SMSF use of financial advisers has stagnated over the past three years, despite the bulk of funds admitting there is some requirement for better advice, according to the latest research from Investment Trends.

The findings, revealed in the latest SMSF report produced with Vanguard, found only 27 per cent of trustees sought financial advice.

The number of SMSFs without a financial adviser and with unmet advice needs further increased from 270,000 in 2023, up from 235,000 in 2022.

However, the report noted inheritance, estate planning, pension strategies, regulatory changes and tax planning are particular areas that present opportunities for financial advisers to step in and play the role of financial coach.

The findings, revealed in the latest SMSF report produced with Vanguard, highlighted key areas of opportunity for advisers to establish conversations with clients that admit they need financial advice.

Around one-in-five SMSFs who don’t use an adviser are open to seeking financial advice in the future, particularly female-led trustees and those entering the transition-to-retirement phase.

Investment Trends head of research Irene Guiamatsia said those establishing SMSFs highlighted a desire for control and the need to be involved in investment decisions concerning their super contributions, whether it was the choice of specific investments or shares, or to directly influence the broader asset allocation decisions.

In their own words, SMSF investors explain the desire for more control as the ability to be involved in investment decisions around their superannuation, to choose specific stocks, make quicker decisions in moving money in and out of financial investments and to directly influence asset allocation, Guiamatsia said during a media briefing explaining the findings on Wednesday morning.

The research also found that SMSFs who rate their level of financial literacy as ‘excellent’ show a greater level of awareness and understanding of the Quality of Advice Review and its recommendations.

Taking back control

Vanguard Australia head of financial adviser services Balaji Gopal said at the heart of many SMSF trustees is their desire for control and autonomy.

“The research shows that trustees are increasingly interested in taking control of their investments as they seek greater transparency, flexibility and the ability to tailor their investment strategy to their unique needs,” Gopal said.

SMSF assets have shown resilience through a turbulent year, with assets totalling $881 million at December 2022, a slight year-on-year decrease.

The annual rate of SMSF establishments has decreased slightly in the past year by 60 basis points in the past year.

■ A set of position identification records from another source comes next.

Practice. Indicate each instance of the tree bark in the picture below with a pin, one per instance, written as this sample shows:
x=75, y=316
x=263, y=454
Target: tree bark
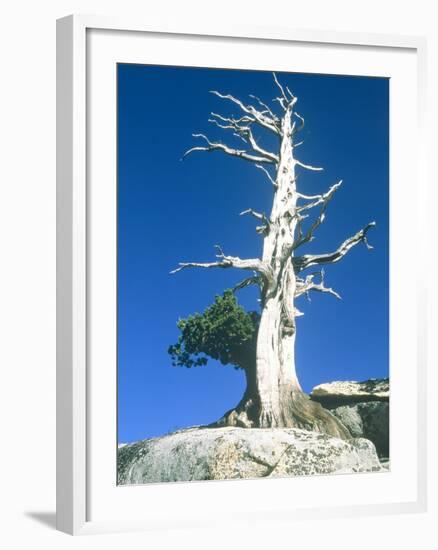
x=274, y=397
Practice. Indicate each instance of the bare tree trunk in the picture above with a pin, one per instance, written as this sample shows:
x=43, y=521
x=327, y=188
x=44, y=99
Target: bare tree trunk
x=274, y=397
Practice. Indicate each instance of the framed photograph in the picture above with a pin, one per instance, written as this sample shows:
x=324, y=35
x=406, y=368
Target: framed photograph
x=238, y=318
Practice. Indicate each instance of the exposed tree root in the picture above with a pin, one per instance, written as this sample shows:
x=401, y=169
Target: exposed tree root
x=296, y=410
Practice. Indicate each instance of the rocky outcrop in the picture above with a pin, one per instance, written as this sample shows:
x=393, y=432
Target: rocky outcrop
x=349, y=392
x=363, y=408
x=235, y=453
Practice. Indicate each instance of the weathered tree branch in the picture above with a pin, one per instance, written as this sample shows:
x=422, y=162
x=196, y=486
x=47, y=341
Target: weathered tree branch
x=304, y=286
x=308, y=260
x=322, y=199
x=214, y=146
x=270, y=178
x=254, y=280
x=254, y=264
x=308, y=166
x=255, y=115
x=319, y=199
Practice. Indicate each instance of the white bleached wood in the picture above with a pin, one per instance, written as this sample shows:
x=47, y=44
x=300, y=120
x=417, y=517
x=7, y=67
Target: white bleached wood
x=274, y=397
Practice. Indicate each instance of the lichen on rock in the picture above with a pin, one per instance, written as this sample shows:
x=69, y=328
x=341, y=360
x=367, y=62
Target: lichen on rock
x=239, y=453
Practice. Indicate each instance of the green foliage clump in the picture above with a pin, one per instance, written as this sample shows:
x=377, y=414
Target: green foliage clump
x=224, y=331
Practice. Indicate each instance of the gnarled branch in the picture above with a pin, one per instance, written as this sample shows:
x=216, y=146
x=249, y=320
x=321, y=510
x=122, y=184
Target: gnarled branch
x=304, y=286
x=324, y=200
x=308, y=260
x=270, y=178
x=254, y=280
x=308, y=166
x=254, y=114
x=215, y=146
x=319, y=199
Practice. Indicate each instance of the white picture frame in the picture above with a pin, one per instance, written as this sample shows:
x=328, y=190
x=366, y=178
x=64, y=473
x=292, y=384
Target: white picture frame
x=75, y=217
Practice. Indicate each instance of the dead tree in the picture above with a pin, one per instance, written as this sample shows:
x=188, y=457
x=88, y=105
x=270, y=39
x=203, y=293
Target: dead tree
x=274, y=397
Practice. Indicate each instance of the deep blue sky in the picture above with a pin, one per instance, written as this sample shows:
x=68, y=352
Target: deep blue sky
x=171, y=211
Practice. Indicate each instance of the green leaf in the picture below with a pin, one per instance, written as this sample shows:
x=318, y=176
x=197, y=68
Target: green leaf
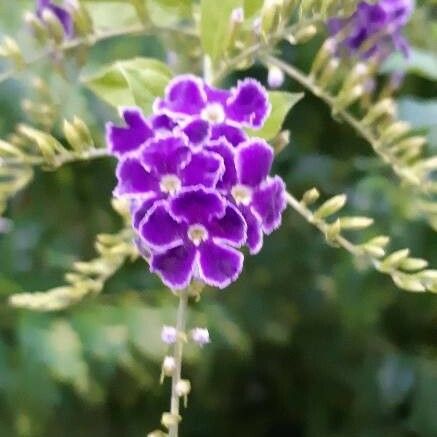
x=111, y=14
x=251, y=7
x=56, y=345
x=133, y=82
x=419, y=62
x=168, y=12
x=215, y=24
x=281, y=102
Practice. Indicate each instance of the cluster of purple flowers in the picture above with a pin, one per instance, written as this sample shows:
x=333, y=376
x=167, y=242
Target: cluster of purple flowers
x=198, y=186
x=60, y=12
x=374, y=29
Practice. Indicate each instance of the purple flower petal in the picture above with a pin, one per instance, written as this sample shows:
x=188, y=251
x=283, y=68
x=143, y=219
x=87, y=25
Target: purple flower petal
x=61, y=13
x=269, y=202
x=134, y=179
x=380, y=23
x=249, y=104
x=166, y=155
x=122, y=140
x=219, y=265
x=253, y=161
x=229, y=229
x=160, y=230
x=197, y=131
x=254, y=230
x=139, y=208
x=184, y=95
x=205, y=168
x=175, y=266
x=197, y=205
x=216, y=95
x=232, y=134
x=142, y=248
x=226, y=151
x=163, y=122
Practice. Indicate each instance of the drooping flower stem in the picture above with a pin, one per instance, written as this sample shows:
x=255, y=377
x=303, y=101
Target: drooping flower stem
x=177, y=355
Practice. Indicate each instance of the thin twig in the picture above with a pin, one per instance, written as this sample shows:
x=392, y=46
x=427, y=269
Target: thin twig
x=177, y=355
x=404, y=172
x=322, y=226
x=90, y=40
x=59, y=160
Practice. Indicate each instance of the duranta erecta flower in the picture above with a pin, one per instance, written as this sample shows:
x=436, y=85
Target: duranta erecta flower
x=198, y=186
x=60, y=12
x=374, y=29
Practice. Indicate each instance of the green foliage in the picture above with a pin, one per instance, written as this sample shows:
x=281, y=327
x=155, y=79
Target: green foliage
x=215, y=25
x=281, y=102
x=135, y=82
x=420, y=62
x=308, y=342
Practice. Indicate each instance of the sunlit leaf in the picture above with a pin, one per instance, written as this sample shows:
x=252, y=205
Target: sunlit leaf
x=281, y=103
x=133, y=82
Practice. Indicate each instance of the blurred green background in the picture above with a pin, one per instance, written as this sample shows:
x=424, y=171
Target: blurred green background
x=306, y=343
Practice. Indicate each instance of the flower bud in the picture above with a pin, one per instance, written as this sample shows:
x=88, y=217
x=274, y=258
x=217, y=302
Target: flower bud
x=305, y=34
x=331, y=206
x=382, y=108
x=168, y=420
x=168, y=365
x=54, y=26
x=353, y=223
x=235, y=21
x=394, y=260
x=270, y=15
x=183, y=387
x=326, y=52
x=157, y=433
x=328, y=72
x=169, y=334
x=275, y=77
x=394, y=131
x=200, y=336
x=281, y=141
x=82, y=20
x=310, y=196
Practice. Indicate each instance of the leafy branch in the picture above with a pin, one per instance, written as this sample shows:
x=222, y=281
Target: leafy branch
x=391, y=139
x=409, y=274
x=85, y=278
x=11, y=50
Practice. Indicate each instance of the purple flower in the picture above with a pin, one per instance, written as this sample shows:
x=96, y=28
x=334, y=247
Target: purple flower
x=198, y=187
x=61, y=13
x=195, y=235
x=259, y=197
x=374, y=28
x=246, y=105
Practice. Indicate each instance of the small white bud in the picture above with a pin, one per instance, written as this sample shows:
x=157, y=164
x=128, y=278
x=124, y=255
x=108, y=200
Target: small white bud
x=256, y=26
x=169, y=334
x=183, y=387
x=275, y=77
x=168, y=365
x=5, y=225
x=200, y=336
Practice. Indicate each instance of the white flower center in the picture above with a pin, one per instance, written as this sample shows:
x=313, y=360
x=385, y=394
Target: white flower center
x=197, y=233
x=170, y=184
x=242, y=194
x=213, y=113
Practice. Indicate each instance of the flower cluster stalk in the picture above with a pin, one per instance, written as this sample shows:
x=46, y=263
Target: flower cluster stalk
x=177, y=355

The overall number of SMSFs held steady, thanks to low windups, according to the ATO SMSF quarterly statistics report. It reveals there were 25,020 new SMSFs established and 9166 SMSF fund wind ups in 2022.

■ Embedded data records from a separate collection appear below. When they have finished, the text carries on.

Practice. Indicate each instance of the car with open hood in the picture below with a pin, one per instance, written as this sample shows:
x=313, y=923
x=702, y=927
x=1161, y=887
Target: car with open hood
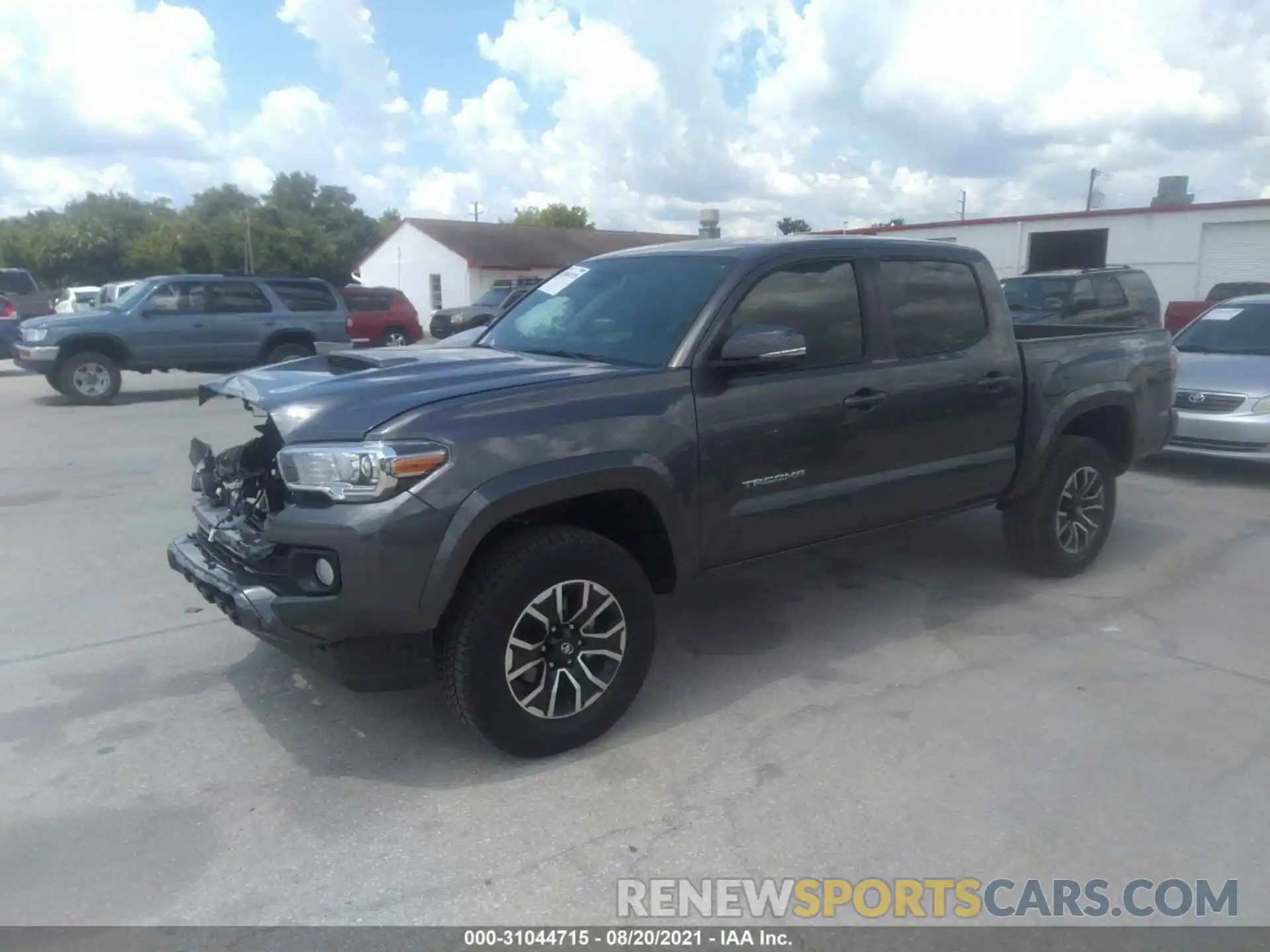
x=502, y=513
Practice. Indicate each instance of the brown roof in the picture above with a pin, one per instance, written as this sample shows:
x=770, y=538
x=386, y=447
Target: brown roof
x=1050, y=216
x=523, y=247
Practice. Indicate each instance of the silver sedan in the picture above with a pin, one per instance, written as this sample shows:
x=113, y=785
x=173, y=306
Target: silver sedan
x=1223, y=381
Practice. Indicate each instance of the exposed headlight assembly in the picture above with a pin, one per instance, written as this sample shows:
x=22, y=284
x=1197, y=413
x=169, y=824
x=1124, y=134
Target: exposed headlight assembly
x=359, y=473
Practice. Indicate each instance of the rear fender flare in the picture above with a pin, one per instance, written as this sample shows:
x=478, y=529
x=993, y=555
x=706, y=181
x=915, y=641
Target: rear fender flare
x=516, y=493
x=1078, y=403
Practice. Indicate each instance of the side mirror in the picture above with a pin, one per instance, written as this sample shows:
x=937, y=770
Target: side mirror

The average age and average wealth of newly-established SMSFs have both increased. The latest cohort report an average balance at establishment of $300,000, up from $220,000 the previous year.

Looking ahead, SMSFs intend to invest in a wide range of asset classes, most often blue chip domestic shares, ETFs and global equities. Demand for term deposits has significantly increased.

Appetite for income

Speaking to Professional Planner in the lead up to the report, Guiamatsia said there has been a shift of focus by Australian SMSF investors and their advisers towards income generation, as opposed to capital growth.

“It’s worth recalling that the demographics is skewed to the high end of the age spectrum, with more than half of the $800 billion in SMSF assets in pension phase,” she said.

“The shift in investment objectives then manifests in asset allocation choices, with more money now flowing into cash, high yielding savings and fixed income products.”

Guiamatsia said appetite for ESG alignment has gone from strength to strength, dispelling the myth that investors might perceive responsible investment considerations are a trade off against returns.

On one hand, high inflation and cost of living pressures would have eroded discretionary spending capabilities, which could deter from using “expensive” advisers, she said.

“On the other hand, with the quantum of regulatory change [legislated and proposed], including the proposed $3 million threshold, it would seem common sense for trustees to seek the guidance of experts to clearly understand the potential implications for them,” she said.

The other impact is the broader economic challenges facing Australians as cost-of-living pressures could potentially impact the number of SMSFs in the market.